# Fire in radioactive forest near Chernobyl nuclear power plant



## WhatInThe (Apr 6, 2020)

A fire broke out Saturday in a radioactive forest near the Chernobyl nuclear power plant. Radiation limits what fire fighters can do. Planes dumped/sprayed area.

https://www.dw.com/en/chernobyl-radioactive-forest-near-nuclear-plant-catches-fire/a-53019394


----------



## Gaer (Apr 6, 2020)

Oh no!  Oh geez,  Are we in the twilight Zone?  This is surreal!  I'm scared to say "What else can happen?"


----------



## fuzzybuddy (Apr 6, 2020)

I don't understand the problem. The fire is in the contaminated area. Nobody lives in that area. I doubt the fire is going to kick up much radioactive material. There might be a slight surge in radioactivity, but nothing like the original eruption.  If they can't put the fire out inside the contaminated area, why can't they douse the fire when it gets to a safe area. See, I thoroughly analysed the situation in three seconds. Or may be not?


----------



## The Rodent (Apr 7, 2020)

Doesn't the radioactivity in the soil get absorbed by the plants, just like plants absorb carbon? When the fire destroys the plants it releases the radioactivity which is now easily moved by winds.
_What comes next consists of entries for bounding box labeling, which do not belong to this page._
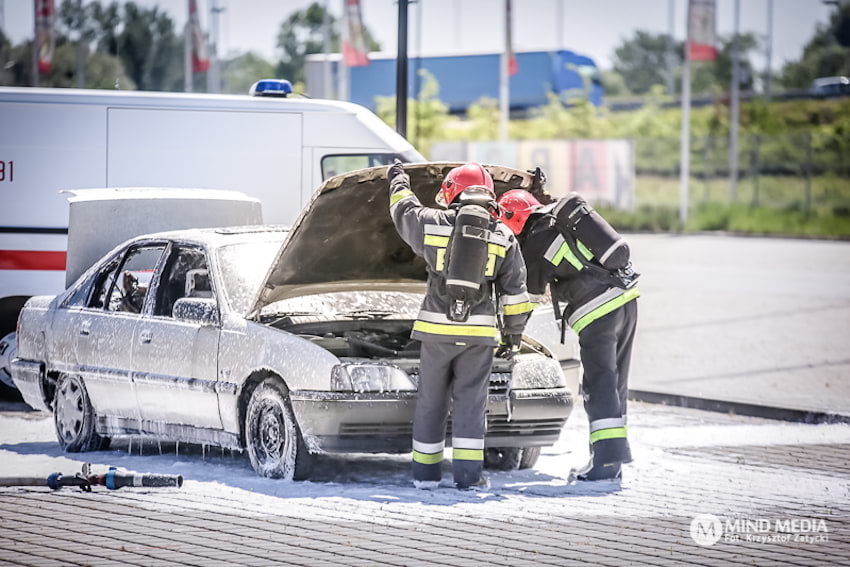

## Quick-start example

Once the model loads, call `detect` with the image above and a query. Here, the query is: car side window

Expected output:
[62,274,98,308]
[106,246,165,313]
[154,246,215,317]
[88,257,121,309]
Just like when plants die, the carbon is released into the soil


----------



## fmdog44 (Apr 7, 2020)

FACT: Animals have long ago returned to the area and are fine. Vegetation is flourishing. The reactors have long been isolated. People are living in the area.


----------



## WhatInThe (Apr 7, 2020)

fuzzybuddy said:


> I don't understand the problem. The fire is in the contaminated area. Nobody lives in that area. I doubt the fire is going to kick up much radioactive material. There might be a slight surge in radioactivity, but nothing like the original eruption.  If they can't put the fire out inside the contaminated area, why can't they douse the fire when it gets to a safe area. See, I thoroughly analysed the situation in three seconds. Or may be not?


Problem is wind currents and smoke which is basically particulate matter contaminated with radiation. 

Also radiation readings in the area have spiked.

https://www.upi.com/Top_News/World-...yl-releases-spike-in-radiation/6671586174766/


----------



## Gaer (Apr 7, 2020)

In one way it's a good thing, if the fire gets rid of all the old radiated vegetation.  It's a wasteland now.  But, as "What in the" said, the only problem I see is the wind current and smoke.  We don't know all the factors.  Radiation is scary!


----------